When the Worcester Red Sox were building their brand-new ballpark for the team’s 2021 inaugural season as the Triple-A affiliate of the Boston Red Sox, the team reached out to MGH Institute Assistant Professor Dr. Mary Beth Kadlec, who also is program director at UMass Memorial Health’s Center for Autism and Neurodevelopmental Disorders (CANDO).
The center is a collaboration between UMass Memorial Health and the Eunice Kennedy Shriver Center at the University of Massachusetts Medical School in Worcester that provides a variety of services for youth and adults who have complex emotional and behavioral challenges in combination with an autism or neurodevelopmental disorder.
Allison Klowan, a student in the entry-level Doctor of Occupational Therapy program who was doing her Advanced Doctoral Experience (ADE) with Kadlec, joined her mentor to make a series of suggestions that helped Polar Park be a more sensory friendly and accessible place for people with disabilities, providing a valuable community service.
“Part of the ADE process is to engage in advocacy and leadership, among other professional areas of interest,” said Klowan, noting that occupational therapists are experts on environmental modifications. “I was brought onto this project by Mary Beth because it’s an area of interest for me, so it was a very exciting opportunity.”

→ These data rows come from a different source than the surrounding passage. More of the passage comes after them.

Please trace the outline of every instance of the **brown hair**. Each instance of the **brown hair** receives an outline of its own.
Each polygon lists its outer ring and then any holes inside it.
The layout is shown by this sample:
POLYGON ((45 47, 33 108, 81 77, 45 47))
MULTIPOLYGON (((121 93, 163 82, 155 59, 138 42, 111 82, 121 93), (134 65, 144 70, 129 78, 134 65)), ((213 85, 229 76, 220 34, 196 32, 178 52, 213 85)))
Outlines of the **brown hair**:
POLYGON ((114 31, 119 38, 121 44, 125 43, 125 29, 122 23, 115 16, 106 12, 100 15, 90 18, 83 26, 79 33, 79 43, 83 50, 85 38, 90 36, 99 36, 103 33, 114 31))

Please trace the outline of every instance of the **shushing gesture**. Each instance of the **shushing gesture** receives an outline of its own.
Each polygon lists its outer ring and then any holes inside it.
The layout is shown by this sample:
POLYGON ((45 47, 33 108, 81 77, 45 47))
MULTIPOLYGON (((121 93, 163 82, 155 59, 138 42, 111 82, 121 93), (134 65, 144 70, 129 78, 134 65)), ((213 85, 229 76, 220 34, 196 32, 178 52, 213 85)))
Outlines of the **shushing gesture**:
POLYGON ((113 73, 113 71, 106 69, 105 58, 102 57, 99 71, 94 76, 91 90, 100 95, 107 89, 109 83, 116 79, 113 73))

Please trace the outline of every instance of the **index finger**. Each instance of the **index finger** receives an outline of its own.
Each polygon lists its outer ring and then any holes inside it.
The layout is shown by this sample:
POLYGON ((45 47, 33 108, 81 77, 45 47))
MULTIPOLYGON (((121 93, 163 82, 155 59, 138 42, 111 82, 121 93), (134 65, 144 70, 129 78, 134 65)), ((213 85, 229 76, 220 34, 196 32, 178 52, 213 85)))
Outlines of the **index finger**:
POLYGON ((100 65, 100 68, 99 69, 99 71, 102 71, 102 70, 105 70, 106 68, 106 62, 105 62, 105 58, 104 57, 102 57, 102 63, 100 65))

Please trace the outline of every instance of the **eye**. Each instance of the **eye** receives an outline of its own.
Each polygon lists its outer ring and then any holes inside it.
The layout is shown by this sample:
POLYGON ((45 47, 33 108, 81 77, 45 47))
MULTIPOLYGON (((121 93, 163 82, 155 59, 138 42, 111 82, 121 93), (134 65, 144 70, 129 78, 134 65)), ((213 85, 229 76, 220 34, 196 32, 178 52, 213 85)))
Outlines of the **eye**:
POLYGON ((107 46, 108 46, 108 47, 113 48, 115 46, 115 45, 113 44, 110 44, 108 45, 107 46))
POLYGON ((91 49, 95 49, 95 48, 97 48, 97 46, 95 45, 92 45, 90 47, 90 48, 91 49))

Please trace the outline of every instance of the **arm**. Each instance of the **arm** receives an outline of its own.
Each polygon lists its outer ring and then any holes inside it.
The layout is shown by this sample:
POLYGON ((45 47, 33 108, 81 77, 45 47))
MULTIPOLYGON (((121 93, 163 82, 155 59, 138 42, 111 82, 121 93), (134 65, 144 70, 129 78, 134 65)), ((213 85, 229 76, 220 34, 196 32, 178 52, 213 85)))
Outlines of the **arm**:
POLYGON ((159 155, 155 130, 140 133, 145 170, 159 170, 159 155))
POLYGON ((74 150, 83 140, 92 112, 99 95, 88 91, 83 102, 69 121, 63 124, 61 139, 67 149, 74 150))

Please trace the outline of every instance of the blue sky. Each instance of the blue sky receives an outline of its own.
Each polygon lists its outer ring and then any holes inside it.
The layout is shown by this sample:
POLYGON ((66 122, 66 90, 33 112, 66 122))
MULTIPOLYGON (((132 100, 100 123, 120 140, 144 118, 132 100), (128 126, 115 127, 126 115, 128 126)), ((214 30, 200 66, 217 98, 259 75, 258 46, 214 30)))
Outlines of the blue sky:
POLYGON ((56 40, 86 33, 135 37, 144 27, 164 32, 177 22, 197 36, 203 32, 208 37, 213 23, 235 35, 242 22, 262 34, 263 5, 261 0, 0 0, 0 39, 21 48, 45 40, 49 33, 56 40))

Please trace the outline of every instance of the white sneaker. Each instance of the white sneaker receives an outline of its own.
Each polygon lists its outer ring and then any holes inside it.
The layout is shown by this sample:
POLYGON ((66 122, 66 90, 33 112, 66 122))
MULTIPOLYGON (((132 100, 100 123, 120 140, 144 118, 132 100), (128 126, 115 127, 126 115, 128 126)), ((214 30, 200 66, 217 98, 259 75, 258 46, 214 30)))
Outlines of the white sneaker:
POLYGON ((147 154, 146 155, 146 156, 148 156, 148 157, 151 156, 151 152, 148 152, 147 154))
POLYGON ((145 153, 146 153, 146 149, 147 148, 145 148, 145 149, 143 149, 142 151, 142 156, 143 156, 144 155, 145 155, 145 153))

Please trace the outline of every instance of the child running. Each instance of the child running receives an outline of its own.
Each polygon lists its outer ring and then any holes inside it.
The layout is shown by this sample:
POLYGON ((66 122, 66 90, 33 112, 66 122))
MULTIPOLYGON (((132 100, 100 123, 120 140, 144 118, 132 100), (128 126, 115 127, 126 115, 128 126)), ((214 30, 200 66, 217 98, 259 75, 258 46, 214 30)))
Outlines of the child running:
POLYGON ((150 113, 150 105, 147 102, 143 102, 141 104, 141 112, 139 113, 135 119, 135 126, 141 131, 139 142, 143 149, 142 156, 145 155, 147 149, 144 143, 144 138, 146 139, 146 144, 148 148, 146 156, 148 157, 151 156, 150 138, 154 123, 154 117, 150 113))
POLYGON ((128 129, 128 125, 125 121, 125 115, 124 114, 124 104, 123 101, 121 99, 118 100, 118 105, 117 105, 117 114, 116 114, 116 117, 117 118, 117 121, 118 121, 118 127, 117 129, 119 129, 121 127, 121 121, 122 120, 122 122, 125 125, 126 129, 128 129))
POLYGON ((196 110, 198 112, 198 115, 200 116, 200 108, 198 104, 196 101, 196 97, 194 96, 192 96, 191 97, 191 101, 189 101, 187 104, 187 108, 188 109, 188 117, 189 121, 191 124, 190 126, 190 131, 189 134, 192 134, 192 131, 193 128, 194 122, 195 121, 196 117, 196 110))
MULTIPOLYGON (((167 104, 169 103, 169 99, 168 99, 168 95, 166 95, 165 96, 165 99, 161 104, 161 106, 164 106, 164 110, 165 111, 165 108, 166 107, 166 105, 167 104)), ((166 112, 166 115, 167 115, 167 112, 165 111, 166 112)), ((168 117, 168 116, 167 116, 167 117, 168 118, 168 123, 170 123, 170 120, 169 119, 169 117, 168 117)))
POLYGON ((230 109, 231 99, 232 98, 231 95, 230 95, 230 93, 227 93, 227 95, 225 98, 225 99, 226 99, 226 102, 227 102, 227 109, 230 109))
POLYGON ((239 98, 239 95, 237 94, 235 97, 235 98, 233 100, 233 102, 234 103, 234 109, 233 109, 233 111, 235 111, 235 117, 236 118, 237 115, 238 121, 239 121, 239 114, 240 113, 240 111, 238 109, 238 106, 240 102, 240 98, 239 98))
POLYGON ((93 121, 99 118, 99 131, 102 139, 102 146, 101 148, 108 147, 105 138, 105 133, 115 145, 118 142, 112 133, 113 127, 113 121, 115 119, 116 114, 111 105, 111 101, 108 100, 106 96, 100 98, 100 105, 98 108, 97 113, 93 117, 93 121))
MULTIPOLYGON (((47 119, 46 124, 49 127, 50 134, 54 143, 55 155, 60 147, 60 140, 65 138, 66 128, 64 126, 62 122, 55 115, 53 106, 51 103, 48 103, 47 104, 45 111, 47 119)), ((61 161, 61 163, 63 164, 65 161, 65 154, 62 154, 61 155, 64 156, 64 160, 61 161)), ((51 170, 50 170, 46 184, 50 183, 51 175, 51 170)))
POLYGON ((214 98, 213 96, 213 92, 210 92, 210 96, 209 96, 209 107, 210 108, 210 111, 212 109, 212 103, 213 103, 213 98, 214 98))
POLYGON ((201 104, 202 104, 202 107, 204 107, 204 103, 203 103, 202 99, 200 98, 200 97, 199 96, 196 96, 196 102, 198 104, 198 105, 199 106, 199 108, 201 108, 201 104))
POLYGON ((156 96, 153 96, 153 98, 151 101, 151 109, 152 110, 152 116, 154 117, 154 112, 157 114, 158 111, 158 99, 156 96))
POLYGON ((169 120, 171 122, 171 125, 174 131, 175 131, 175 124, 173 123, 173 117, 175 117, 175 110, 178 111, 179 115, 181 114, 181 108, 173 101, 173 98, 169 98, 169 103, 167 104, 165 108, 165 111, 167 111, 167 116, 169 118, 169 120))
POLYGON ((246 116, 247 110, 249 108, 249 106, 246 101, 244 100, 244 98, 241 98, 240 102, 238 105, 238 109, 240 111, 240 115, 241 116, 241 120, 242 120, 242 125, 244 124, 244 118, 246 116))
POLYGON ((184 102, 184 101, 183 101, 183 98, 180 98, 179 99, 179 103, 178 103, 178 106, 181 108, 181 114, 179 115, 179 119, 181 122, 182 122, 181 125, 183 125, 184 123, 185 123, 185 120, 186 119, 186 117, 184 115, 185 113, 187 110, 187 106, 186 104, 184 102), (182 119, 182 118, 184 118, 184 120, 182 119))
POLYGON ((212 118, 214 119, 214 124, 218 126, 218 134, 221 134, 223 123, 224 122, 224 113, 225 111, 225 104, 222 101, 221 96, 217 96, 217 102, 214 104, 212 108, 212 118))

Kadlec and Klowan made several suggestions about how to furnish a new sensory-friendly room. It included such things as a large couch, beanbag chairs, floor crash pads, window coverings, and even a tent if someone wanted to have their own space.
“The room is intended as an inclusive, safe space for individuals with sensory-processing disorder, who may have hyper- or hypo-sensitivity to various sensory stimuli and who might become over-stimulated during a game,” Klowan said, who added she and Kadlec gave additional advice about accessibility improvements on entering the park, seating options, locations for persons using wheelchairs, and even where to put signs directing people to the sensory room.
And while Klowan is not the biggest of baseball fans – “I’ve been to Fenway a few times” – she’s looking forward to seeing their suggestions in action. “I’d love to go to Polar Park to see a game and check out the room,” she said.
Once crowd-size pandemic restrictions are lifted, hopefully she’ll be able to do just that.